Saturday, December 11, 2010

Don't inhale

"When I was in England, I experimented with marijuana a time or two, and I didn't like it. I didn't inhale and never tried it again." –Bill Clinton

It was labor day weekend, and I was the manager on duty. The grocery store was one of those "no frills" places where people bagged their own groceries and took them out to their car. The floor was cement and the shelves were made out of wooden 2 x 4s. The products were often still the boxes they were shipped in, just cut open with easy access for customers to get what they needed. By far, we had the best prices, but the warehouse feeling of the store was almost too much for some people.
We were just about to close up for the night when a very loud whistling sound came from the far back corner of the store. It was like nothing I'd heard before. I tried to call the store manager, but he was out of town. The same was true for the store owner.
My assistant for the night was a cute girl who weighed maybe half of what I did. We looked at each other in concern, and then decided to check it out.
As we got closer to the back corner, the sound was so loud, we couldn't hear each other speak. It was from a large closet of sorts where the noise was originating. There was a fine, white mist coming from the room, but it wasn't smoke--nothing smelled like it was burning.
I told my assistant to wait outside the closet and I would go check it out. (That was me being the brave macho manager dude). I opened the door to find the room was filled with this white mist. In the room was all sorts of machines--none of which I recognized. I stepped in further, trying to see what was causing the issue. Very quickly, I started to feel light headed, and there was spots dancing before my eyes. A still small voice told me to get the heck out of there.
So I turned, and panicked for a moment when I couldn't see the door. I was really getting dizzy now and stumbled my way toward where I thought the door was. I found it and got out. The world was spinning now, and my assistant looked at me with pure fear in her eyes.
Somehow she helped me get to the front of the store--to this day, I'm not sure how. She must have been working out to get such a tall guy like me to move when my body didn't want to. At the front of the store was the fire department and an ambulance. Even in my foggy state, I wondered who had called them, to find out later, the fire alarm had tripped.
The next part was fuzzy, but I recall being placed in the ambulance next to my assistant where we were both put on oxygen. It turns out that that one of the compressors that kept the freezers cold sprung a leak and was spewing Freon into the air. Now, I don't know a lot about such things, but I was told breathing in Freon was bad--like too much and it could kill you kind of bad.
I survived, and I took a deeper lesson from it. Many times in my life, I've been placed in situations, both professionally and socially, where there are things around me that are dangerous. I'm not only talking about physical things, but also behaviors. At one of my places of employment where I ended up leaving on my own, the "air" was becoming polluted with negativity, micromanaging, double standards and questionable ethical behaviors.
Just like when I was in the room with the white mist that seemingly was harmless at first, longer exposure would most certainly have led to unpleasant results. So, again, I listened to that still small voice in my head that told me to "Get out!"--and I did.
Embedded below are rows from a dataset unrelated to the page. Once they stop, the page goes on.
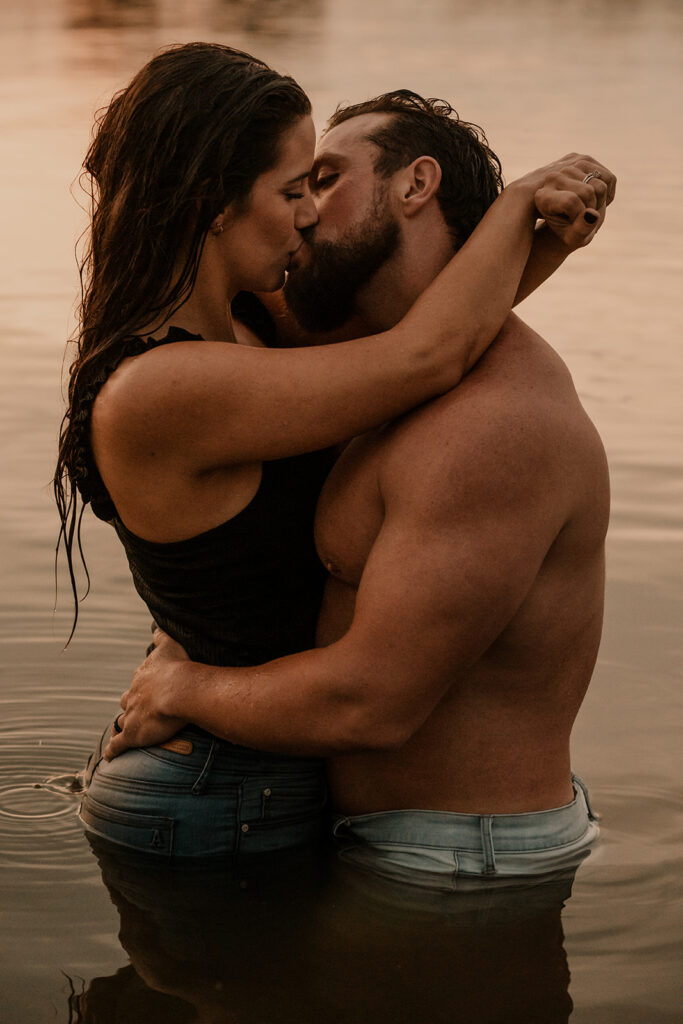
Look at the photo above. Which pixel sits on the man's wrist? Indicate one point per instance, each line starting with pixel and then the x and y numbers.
pixel 176 687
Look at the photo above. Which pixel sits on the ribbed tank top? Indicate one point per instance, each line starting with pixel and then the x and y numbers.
pixel 248 590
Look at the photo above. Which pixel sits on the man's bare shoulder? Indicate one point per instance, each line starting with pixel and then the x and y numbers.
pixel 514 423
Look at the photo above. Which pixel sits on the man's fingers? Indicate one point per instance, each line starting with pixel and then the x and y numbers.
pixel 116 745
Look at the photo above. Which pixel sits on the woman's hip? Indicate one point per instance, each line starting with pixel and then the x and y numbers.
pixel 200 797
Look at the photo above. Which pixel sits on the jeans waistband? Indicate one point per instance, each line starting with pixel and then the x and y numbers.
pixel 444 829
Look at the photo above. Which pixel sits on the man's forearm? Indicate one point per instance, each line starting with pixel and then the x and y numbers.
pixel 296 705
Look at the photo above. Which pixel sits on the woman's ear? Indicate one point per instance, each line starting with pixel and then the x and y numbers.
pixel 421 181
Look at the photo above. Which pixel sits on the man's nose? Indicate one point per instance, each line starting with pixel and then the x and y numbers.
pixel 306 214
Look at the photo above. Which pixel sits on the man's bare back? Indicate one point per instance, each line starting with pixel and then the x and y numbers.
pixel 488 507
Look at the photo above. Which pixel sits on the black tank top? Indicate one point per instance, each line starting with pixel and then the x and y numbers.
pixel 244 592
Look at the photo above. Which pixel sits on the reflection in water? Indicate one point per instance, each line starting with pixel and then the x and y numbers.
pixel 258 16
pixel 311 941
pixel 110 13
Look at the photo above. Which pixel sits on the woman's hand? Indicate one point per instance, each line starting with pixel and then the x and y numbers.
pixel 143 721
pixel 572 197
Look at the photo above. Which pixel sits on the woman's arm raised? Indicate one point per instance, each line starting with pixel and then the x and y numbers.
pixel 211 404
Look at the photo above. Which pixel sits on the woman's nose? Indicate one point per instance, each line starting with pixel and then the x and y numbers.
pixel 306 214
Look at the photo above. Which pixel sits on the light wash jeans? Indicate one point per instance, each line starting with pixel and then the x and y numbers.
pixel 440 849
pixel 201 797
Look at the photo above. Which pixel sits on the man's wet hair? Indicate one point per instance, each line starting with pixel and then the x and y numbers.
pixel 471 173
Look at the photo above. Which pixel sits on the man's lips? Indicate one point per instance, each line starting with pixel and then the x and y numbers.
pixel 300 256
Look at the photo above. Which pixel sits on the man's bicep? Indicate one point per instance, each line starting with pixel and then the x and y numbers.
pixel 435 592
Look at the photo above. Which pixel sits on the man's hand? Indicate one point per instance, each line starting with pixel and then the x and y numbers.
pixel 143 721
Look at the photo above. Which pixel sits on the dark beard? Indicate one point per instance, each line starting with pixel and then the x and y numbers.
pixel 322 295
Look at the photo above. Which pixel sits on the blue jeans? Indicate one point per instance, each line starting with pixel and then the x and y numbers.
pixel 201 797
pixel 441 850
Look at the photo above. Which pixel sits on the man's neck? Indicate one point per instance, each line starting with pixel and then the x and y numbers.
pixel 391 292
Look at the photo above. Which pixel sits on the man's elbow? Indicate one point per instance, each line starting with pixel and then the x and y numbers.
pixel 375 728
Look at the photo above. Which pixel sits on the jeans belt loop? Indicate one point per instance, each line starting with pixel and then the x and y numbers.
pixel 203 777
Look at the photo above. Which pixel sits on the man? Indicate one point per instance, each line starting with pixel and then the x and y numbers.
pixel 464 544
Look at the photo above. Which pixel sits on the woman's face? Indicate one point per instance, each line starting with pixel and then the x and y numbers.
pixel 258 242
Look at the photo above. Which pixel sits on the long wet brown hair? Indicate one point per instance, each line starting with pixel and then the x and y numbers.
pixel 187 136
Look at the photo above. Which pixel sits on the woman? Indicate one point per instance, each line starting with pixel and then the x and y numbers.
pixel 190 436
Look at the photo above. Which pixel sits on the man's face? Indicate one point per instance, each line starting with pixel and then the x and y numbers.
pixel 356 232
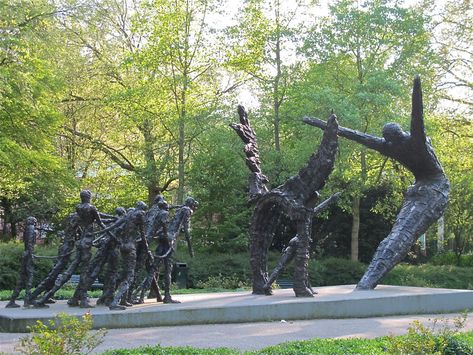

  1. I'm glad you got out safely. I've been in some of those bad places you mentioned before (hinted a little about it in the book), and the hardest part is when you want out--like of a job--but you have to wait for another opportunity to rescue you.

  2. Great blog Jason. Thank goodness you could see the white mist and get out. What's scary are those situations when the gas is clear and has no scent. Too often Satan is subtle like that. If we are not careful and stay in tuned with that "still small voice" we get nailed. Lots of food for thought.